> 2023-06-09
Invent and Wander [1] is a collection of writings and talks by Jeff Bezos [2] that provide an astoundingly clear look into his mind.
It’s a blueprint for company building.
The shareholder letters are particularly illuminative in this aspect and often read more like blog posts or thought pieces. A common thread through them all is the importance of a long term perspective. Explicitly or implicitly, that concept is present in every letter and every other tenant builds from that perspective.
Some personal year standouts:
- 1997 [3] establishes the long term perspective and provides explicit principles (e.g. favoring cash flow over GAAP accounting) built on top of it. These principles are shockly consistent and are continuously referred to in later letters.
- 1999 [4] includes an excellent quote displaying a pure, fundamental business awareness: “We have a market-size unconstrained opportunity in an area where the underlying foundational technology we employ improves every day. That is not normal.” It’s like understanding that once a ball is rolled down a hill, gravity will increase its velocity given time, guaranteed.
- 2000 [5] is a classic letter that starts with a single word sentence: “Ouch.” It continues to emphasize the long term perspective and even doubles down on the necessity of bold bets to expand the future business despite the broad market downturn.
- 2005 [6] explores decision making and the tradeoffs between rational (data-driven) and instinctual (gut-driven) decision making.

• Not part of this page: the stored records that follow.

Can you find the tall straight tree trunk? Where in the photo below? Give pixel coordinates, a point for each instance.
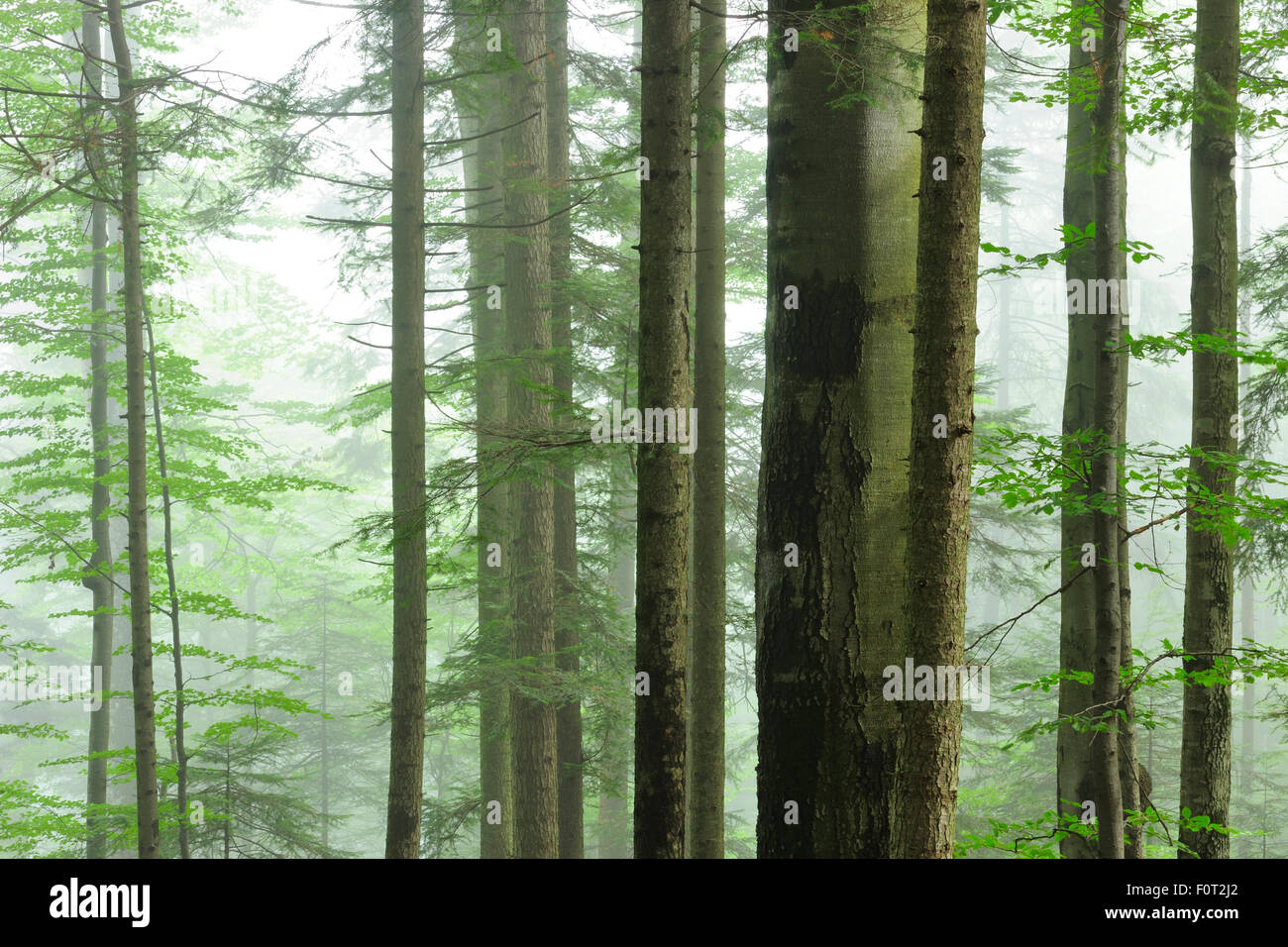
(835, 434)
(1108, 421)
(407, 433)
(137, 450)
(614, 831)
(568, 715)
(1215, 305)
(480, 116)
(527, 274)
(1128, 763)
(704, 831)
(487, 268)
(1247, 590)
(180, 754)
(662, 536)
(98, 577)
(943, 418)
(1077, 600)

The former is more reliable but the latter drives uncapped upside; the latter is required in a long term perspective.
- 2008 [7] introduces the concept of “working backward” to push innovation and avoid stagnation. Starting with immutable core principles instead of leveraging existing competencies forces adaption and combats complacency. Everything is always new.
- 2015 [8] highlights the importance of a “failure culture” - only experimenting and failing can lead to long term leaps in growth.